The work itself was fairly easy and enjoyable. We rotated around a series of posts of a couple of rides, some of which involved standing, some sitting, some talking to guests continually ('Vous etes combien' - how many of you? - being the most commonly used phrase during the working day as you tried to load people onto boats/into a train) while others allowed you to be quiet and reflect for a while. My direct team consisted of people from France, Germany, Spain, Italy, Finland, Portugal, Austria and Holland, and my best friend from my accommodation was from Denmark. It was a fabulously multinational environment, with different nationalities displaying fascinating quirks that helped me see where stereotypes came from (for example, the Spain and Italian girls were hugely friendly and emotional and forever running late, whilst the Germans insisted on everything being done to the rules and were perpetually confused by my sense of humour.)
The working hours were sensible (and obviously, being France, very compliant with EU rules) and food in the staff canteens was tasty and subsidised. As a working environment it was amazing: stimulating, fun and full of energetic keen young castmembers. When not working there was always lots going on... we would sneak back into the park via the staff entrances (it was never entirely clear if this was allowed or not) to go on the rides, and enjoy reduced rates for meals in restaurants or shows in Disney Village. There were always parties to attend in the accommodation, and as an English girl I was always in demand as a guest. I initially thought this was because lots of people worked at Disney with the hope of improving their English as well as their French, but I quickly realized it was mainly the European males who were keen on my presence and this seemed to be associated with a reputation English females had, somewhat perpetuated by the behaviour of teenage female guests to the park. I think I left many disappointed when I turned out to not live up to that particular stereotype.

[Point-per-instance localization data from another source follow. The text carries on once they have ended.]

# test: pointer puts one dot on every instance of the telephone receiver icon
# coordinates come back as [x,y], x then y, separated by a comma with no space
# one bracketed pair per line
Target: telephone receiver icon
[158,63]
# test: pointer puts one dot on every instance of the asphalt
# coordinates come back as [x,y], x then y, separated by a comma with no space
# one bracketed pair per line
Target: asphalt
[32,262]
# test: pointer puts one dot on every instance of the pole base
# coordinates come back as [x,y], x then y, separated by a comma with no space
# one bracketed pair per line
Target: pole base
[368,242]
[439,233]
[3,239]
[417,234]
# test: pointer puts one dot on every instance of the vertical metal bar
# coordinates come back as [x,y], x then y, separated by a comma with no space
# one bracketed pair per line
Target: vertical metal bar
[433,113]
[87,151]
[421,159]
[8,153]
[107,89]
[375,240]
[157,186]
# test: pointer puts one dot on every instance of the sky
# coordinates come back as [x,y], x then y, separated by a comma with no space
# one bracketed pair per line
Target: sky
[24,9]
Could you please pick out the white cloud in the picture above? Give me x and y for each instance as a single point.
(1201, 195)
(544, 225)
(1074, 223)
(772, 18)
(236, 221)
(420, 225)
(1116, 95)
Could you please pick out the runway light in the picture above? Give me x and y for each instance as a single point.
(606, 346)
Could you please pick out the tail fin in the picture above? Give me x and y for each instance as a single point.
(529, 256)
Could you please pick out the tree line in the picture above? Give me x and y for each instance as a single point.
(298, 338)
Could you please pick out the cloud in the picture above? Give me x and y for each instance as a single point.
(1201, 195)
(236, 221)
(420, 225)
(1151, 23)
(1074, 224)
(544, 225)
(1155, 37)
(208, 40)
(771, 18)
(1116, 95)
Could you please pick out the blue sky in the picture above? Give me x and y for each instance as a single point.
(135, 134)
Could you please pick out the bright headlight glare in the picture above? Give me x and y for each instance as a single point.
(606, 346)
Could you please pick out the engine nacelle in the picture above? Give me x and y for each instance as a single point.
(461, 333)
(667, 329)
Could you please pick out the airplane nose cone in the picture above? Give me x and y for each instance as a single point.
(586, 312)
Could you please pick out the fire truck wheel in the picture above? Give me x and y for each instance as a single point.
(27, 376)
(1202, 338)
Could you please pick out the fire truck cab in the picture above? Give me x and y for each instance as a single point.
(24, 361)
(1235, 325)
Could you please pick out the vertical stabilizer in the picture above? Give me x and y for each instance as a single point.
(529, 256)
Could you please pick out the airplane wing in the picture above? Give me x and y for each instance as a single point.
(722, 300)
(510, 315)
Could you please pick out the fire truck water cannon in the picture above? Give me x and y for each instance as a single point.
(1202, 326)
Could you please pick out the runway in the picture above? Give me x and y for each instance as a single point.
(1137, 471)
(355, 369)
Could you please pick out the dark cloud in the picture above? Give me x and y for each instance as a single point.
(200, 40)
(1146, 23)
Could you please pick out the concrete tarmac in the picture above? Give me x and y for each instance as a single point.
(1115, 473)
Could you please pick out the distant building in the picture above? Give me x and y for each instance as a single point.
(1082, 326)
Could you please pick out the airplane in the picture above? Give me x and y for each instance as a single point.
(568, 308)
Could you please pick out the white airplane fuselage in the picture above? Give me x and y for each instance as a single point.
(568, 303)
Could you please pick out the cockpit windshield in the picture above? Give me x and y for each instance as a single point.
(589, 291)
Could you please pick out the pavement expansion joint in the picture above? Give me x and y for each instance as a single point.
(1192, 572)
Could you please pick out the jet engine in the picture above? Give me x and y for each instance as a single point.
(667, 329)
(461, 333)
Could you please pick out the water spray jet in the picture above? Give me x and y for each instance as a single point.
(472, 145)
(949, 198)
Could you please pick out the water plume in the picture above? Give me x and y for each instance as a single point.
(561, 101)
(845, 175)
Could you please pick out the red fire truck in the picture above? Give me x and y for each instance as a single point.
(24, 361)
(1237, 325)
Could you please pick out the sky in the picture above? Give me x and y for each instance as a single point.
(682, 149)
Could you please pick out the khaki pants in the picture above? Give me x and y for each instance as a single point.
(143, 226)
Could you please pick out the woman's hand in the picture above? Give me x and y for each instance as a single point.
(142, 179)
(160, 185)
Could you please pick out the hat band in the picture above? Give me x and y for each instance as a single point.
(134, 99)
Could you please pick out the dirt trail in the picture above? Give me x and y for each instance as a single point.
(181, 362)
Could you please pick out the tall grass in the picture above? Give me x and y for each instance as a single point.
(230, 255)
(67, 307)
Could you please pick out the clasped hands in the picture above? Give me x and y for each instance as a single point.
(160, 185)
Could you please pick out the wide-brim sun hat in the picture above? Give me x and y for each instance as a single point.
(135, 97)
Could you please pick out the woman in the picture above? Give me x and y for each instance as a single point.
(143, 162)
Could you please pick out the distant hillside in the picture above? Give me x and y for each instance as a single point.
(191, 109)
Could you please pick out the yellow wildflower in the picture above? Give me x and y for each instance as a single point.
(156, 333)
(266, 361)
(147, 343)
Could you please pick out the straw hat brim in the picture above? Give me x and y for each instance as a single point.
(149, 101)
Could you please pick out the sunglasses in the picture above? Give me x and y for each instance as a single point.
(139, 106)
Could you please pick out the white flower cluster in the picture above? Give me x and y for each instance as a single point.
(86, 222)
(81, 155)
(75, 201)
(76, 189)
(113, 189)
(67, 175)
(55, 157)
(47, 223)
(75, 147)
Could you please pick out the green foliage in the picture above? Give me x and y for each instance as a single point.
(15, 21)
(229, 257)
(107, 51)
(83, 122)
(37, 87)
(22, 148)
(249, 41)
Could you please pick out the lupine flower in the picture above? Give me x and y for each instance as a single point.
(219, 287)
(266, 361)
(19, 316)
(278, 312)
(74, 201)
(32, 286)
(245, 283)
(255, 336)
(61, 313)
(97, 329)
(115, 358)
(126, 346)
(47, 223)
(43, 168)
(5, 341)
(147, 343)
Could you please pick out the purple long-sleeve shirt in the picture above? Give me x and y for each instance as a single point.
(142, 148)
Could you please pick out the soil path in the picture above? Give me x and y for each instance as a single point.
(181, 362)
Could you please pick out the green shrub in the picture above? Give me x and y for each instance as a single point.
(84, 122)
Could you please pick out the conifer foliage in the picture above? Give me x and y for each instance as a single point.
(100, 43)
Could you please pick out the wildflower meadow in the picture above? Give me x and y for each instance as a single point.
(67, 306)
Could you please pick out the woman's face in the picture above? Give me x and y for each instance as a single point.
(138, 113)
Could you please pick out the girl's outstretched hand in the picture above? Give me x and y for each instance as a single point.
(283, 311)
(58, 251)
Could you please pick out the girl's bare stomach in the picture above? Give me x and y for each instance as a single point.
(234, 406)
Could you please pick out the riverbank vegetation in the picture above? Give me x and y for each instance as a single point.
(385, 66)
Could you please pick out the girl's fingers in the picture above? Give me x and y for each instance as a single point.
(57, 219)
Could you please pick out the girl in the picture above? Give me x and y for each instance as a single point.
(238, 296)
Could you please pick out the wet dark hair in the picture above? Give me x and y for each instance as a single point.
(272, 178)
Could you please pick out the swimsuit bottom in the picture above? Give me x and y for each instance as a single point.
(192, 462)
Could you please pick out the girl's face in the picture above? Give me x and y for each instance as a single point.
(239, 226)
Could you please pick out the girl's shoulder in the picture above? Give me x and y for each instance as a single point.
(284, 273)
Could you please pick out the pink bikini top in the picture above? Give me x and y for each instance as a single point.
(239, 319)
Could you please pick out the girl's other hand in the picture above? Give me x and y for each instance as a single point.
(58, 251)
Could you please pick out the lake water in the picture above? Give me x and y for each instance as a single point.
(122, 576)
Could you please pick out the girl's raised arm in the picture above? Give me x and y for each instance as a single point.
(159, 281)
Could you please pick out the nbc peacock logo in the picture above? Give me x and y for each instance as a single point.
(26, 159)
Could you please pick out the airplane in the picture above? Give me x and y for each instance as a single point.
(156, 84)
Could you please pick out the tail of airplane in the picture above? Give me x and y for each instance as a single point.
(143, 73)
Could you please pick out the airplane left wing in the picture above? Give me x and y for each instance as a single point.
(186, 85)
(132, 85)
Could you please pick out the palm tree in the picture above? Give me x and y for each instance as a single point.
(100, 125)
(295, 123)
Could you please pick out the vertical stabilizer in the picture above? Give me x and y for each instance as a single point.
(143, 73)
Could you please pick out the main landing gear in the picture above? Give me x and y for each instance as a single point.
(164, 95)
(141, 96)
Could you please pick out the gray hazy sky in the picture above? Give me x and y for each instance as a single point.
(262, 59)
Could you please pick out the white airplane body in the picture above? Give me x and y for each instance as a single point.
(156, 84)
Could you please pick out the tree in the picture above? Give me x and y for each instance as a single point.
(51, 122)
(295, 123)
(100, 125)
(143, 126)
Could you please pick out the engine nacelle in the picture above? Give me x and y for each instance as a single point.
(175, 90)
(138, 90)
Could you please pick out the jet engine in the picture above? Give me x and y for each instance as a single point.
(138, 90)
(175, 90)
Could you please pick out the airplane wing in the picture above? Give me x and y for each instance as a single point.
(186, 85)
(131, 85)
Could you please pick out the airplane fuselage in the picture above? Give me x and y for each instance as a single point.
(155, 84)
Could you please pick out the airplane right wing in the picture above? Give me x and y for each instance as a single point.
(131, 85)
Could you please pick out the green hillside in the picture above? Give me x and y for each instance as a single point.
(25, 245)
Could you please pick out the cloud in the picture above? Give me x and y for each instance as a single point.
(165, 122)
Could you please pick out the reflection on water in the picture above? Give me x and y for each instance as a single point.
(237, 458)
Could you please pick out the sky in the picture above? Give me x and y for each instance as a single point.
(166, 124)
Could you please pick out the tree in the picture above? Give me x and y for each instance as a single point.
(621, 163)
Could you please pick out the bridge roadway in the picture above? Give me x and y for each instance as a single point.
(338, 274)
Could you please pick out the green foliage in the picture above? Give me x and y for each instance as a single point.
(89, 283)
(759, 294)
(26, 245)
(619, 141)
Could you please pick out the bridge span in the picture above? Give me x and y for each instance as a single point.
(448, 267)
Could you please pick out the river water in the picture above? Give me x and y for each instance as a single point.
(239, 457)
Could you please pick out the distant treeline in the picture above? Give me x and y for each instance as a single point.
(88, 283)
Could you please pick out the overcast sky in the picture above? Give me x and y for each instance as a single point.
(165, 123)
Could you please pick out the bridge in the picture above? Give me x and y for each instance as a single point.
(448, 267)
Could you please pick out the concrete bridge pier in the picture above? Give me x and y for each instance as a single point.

The summer flew by, my French improved at an exponential rate and all too soon it was over and I was faced with trying to recompress everything I'd brought with me and acquired over 3 months into the holdall I'd come with (I eventually gave up and purchased a new suitcase.) I had an absolutely amazing summer, and although I can't remember exactly what I was paid I know that at the end of three fun-filled months, minus my travel costs, I still managed to be £700 better off than when I started. Now, although I could obviously have earnt more working for Tesco, I would not have acquired French language skills or indeed such a fabulous set of memories.
I would therefore thoroughly recommend a summer working for Disney to anyone who has a GCSE in French, enthusiasm and a wish for a summer in a different country but no money to fund it!